We’ve got a new issue that seems to have only come up in the last week or so. For some reason when we launch Flame we get this in terminal (see screenshot).
Nothing happens after this, it just seems to hang up here. I don’t know if this is licensing related or what it is to be honest. The workaround that I’ve come up with so far is to restart stone+wire. That seems to let us get in and get going. It’s weird that this has started happening all of a sudden though… Anyone else seeing this?
yeah for sure. I’ll submit one. I just figured it might have been a wider issue since this seems to be occurring on most (if not all) of our Flames here. Thanks for taking the time @allklier
If it happens on multiple systems, it would have to be a common resource.
Either a shared storage (NAS/SAN), a networking problem, or a license issue. Everything else should be localized to a single system.
While you’re waiting for support, check what your shared network folders are doing, especially places where user profiles or similar may be stored. You said restarting stone seemed to help. Might be a breadcrumb trail.
Check if anything happened to network connectivity between systems, or outbound from some of them.
If that all checks out, then licensing is the left over culprit.
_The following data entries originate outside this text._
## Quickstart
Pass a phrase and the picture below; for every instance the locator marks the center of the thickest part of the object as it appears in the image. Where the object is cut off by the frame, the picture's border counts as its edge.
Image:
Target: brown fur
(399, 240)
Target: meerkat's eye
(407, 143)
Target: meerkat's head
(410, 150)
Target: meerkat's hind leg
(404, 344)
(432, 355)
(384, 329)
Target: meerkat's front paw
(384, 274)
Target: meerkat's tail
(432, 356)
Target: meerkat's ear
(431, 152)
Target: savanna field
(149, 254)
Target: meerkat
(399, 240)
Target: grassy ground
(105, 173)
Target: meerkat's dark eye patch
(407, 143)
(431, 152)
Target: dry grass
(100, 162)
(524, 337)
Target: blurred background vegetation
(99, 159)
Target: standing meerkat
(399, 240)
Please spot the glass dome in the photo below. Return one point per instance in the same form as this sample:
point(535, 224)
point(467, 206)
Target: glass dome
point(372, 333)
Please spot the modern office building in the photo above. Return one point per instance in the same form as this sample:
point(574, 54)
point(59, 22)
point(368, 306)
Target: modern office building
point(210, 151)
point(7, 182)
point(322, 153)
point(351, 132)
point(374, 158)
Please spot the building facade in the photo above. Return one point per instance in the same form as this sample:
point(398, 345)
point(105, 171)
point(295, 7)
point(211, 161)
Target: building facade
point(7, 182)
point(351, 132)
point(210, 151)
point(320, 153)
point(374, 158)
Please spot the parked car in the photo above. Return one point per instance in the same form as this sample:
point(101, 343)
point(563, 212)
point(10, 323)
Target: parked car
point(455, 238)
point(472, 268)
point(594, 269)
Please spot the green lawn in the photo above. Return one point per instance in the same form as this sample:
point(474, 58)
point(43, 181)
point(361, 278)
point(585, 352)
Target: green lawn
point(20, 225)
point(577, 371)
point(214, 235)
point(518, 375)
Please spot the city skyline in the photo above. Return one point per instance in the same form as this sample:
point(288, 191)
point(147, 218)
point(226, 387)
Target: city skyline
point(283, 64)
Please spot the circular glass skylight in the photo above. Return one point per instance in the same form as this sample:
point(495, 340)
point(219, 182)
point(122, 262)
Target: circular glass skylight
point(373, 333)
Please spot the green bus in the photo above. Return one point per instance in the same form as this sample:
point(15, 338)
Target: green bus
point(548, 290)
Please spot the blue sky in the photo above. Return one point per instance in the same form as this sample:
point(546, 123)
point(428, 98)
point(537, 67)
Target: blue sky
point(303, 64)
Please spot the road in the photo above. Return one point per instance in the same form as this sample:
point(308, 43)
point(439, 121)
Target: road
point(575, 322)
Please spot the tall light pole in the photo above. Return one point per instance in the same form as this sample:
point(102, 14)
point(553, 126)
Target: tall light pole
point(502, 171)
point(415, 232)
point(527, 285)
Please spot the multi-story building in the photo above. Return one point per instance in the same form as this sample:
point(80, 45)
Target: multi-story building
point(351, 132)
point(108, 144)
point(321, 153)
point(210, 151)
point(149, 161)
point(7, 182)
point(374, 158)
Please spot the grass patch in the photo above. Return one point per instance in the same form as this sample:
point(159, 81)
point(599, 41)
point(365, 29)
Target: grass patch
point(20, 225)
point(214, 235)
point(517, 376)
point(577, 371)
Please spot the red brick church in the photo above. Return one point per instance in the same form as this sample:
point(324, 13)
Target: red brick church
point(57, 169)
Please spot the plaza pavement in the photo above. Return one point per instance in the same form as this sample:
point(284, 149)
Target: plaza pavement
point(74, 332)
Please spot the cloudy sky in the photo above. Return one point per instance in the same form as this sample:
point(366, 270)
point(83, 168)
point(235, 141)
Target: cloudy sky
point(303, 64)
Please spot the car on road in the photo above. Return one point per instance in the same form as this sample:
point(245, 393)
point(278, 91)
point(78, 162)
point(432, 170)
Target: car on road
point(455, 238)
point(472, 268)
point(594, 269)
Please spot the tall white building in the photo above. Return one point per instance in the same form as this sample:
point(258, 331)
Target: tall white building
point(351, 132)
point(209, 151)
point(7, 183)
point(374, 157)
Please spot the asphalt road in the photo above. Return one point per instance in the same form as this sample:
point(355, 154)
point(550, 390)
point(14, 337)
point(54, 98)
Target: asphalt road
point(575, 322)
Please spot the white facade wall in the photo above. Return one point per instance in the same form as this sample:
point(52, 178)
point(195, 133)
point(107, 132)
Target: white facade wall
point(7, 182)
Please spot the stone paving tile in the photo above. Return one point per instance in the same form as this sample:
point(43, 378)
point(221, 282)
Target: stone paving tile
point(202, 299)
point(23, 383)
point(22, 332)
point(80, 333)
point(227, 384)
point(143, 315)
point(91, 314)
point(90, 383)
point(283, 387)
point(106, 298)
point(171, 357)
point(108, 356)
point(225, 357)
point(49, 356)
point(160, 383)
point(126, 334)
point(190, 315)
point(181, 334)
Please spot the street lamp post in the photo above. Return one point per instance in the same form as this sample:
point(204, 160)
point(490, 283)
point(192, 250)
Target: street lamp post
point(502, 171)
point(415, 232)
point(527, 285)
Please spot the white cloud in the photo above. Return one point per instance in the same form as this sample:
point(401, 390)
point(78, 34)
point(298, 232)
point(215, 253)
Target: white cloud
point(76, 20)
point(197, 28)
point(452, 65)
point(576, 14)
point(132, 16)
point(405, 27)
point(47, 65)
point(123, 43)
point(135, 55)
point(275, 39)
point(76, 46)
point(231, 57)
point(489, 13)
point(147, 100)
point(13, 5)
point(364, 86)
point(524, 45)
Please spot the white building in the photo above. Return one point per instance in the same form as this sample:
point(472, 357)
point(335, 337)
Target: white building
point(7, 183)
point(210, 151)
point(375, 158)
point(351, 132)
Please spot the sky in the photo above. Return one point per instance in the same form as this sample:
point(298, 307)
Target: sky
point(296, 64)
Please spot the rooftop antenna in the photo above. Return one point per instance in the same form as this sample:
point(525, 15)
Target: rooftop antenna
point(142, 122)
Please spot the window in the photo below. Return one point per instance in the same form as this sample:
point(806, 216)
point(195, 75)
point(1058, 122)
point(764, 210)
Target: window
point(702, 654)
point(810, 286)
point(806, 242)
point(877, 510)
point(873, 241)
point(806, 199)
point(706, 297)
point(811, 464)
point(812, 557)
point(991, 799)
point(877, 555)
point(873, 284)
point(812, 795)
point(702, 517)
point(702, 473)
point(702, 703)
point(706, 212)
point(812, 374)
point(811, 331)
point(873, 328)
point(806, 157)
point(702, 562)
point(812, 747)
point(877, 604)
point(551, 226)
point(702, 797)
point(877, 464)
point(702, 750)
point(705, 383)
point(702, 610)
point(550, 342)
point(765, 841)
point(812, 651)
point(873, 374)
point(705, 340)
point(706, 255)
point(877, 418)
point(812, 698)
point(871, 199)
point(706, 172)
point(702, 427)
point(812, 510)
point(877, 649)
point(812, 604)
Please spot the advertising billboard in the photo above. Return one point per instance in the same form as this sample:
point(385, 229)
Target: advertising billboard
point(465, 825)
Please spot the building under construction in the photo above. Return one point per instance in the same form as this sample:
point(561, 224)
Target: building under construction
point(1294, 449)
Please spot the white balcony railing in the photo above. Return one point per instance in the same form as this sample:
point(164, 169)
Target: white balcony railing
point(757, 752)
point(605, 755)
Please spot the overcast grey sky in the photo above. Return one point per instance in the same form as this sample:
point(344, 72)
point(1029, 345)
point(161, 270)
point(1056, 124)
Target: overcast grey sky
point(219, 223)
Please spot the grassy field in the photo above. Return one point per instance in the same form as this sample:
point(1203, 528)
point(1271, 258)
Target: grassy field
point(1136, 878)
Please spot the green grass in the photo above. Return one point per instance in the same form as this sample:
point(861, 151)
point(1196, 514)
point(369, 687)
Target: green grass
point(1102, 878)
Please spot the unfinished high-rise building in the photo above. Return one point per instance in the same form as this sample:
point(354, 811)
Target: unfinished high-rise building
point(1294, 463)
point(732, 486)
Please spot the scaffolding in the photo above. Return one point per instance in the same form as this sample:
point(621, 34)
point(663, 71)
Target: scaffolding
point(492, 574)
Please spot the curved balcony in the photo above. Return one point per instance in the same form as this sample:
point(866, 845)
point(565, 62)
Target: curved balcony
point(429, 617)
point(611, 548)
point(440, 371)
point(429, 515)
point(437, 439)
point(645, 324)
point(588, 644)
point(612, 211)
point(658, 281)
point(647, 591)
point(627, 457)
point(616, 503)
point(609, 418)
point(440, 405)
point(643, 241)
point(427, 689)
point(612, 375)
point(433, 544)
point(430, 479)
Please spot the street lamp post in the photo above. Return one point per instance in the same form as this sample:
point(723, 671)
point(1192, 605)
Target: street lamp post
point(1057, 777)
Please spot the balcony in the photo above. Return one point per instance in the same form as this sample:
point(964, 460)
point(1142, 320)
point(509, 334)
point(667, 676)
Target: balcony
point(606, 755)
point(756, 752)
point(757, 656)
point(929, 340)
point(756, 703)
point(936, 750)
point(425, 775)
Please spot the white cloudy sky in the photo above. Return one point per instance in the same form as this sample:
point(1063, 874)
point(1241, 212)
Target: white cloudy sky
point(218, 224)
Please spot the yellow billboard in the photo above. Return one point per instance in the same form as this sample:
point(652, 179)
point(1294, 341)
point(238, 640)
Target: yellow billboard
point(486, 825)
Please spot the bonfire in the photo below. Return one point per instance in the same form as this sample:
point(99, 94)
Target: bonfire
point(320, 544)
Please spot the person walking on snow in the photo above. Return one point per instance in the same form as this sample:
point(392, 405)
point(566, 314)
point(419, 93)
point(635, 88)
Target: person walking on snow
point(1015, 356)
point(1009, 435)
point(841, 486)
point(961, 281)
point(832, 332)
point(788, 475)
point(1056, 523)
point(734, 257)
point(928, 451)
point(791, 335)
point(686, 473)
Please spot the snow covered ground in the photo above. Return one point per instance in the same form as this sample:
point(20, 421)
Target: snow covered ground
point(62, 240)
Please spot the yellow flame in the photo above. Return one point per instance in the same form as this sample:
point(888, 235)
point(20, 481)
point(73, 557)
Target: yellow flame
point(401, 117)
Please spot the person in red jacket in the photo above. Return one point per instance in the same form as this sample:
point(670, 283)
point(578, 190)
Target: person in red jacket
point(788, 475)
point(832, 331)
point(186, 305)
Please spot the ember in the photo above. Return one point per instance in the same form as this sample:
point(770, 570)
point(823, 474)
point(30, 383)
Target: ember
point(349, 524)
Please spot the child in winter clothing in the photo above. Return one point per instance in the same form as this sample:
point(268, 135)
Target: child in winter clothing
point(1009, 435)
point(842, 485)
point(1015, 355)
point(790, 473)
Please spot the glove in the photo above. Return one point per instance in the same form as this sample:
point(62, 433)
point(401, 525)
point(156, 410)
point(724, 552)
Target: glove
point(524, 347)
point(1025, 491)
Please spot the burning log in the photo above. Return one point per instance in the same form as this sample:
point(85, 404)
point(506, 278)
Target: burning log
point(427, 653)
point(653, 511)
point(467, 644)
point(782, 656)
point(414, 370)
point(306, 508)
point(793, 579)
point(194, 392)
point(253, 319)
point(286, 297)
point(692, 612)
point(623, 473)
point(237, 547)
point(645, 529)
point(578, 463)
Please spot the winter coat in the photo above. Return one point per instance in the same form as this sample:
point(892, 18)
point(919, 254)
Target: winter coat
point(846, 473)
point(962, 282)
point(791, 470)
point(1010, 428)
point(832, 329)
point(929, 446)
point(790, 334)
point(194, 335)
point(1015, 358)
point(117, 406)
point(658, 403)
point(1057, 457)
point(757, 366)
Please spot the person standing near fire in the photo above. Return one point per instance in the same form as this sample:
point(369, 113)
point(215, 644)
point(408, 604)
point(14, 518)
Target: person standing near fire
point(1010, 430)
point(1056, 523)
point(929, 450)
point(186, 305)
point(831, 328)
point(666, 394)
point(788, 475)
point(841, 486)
I agree with all of your logic. Everything you’re saying makes perfect sense. In practice we use a NAS as a common place to grab from / export to, but we all have our own storage where we stonify all of our media.
In this version (2025.2.2) I’m not entirely clear on where user profiles would be stored… As a user it’s quite different from our previous production version (2023.3). I’ll dig around on that front though for sure.
If anyone else is experiencing this issue, my case number is 24071115. I’ll update this post once I hear back from ADSK.
nothing of note anyway… I just did a great session with ADSK support though. We couldn’t really see where exactly the issue is stemming from, but we did see some oddities some of the config files. The issue isn’t happening at the moment, but we need to give it a bit of time to see if it cleared it up or if it will rear its ugly head once more. Finger crossed!
All good thoughts! It’s looking more and more like the issue is/was some inconsistencies in a few config files where some of our Flames were pushing metadata over 1gbE and others were doing it over the high speed network. We’re not entirely out of the woods yet, but so far we haven’t seen this pop up again yet.
We have multiple interfaces on the flame workstations and set the Metadata and Data keys in /opt/Autodesk/cfg/network.cfg. However, I now leave Mutlicast commented out. I can’t remember if it was 2024.x or 2025.x but when I specified the interface for Multicast, things would go wonky. e.g. the output of sw_framestore_dump or wiretap_server_dump was wrong. if you look in /var/log/messages you might see e.g.
sanitize_shared_SynColor_transforms[24306]: Unable to connect to framestore map server: Connection refused.
sanitize_shared_SynColor_transforms[24295]: /opt/Autodesk/sw/tools/sw_framestore_dump returned an error.
Those were the errors I saw when I had Mulicast set to a specific interface.
If the setup app is also not starting, you may have a case of DDS (Dreaded Dangling Symlinks). This happened to me a while back, and I could have sworn I reported it to support. Maybe it’s not the issue, but for sure worth checking out. For me it happened when I restored some setups from an archive. Nothing would start, not even setup. I finally wound up doing a stack trace on .flamefamily or something drastic like that.
What I found was that when a symbolic link is ‘dangling’, ie pointing to nothing, flame freezes up completely. Same for setup.
The solution was a tool called “symlinks” that is available in the repos, so $dnf search symlinks
should find it. Install it and run it in /opy/Autodesk/projects. Without args it will show you links that are: ‘good’ ‘sloppy’ dangling’ > The dangs are the killers. Next move $symlinks | grep 'dang'
Vegas odds you find some. That or it’s another issue completely.
Luckily symlinks has a fit them all switch, it also has a dry run switch. Sadly I’m not in my Linux part just now, but there is a man page and --help. It’s wicked simple.
After I deleted them, poof, like magic it all was back to normal.
Thanks @Beak ! It looks like in my case it was as simple as some of our Flames being configured to push metadata over the high speed network and others were configured to only push frame data over that network. Since we made the config files consistent, everything has been smooth.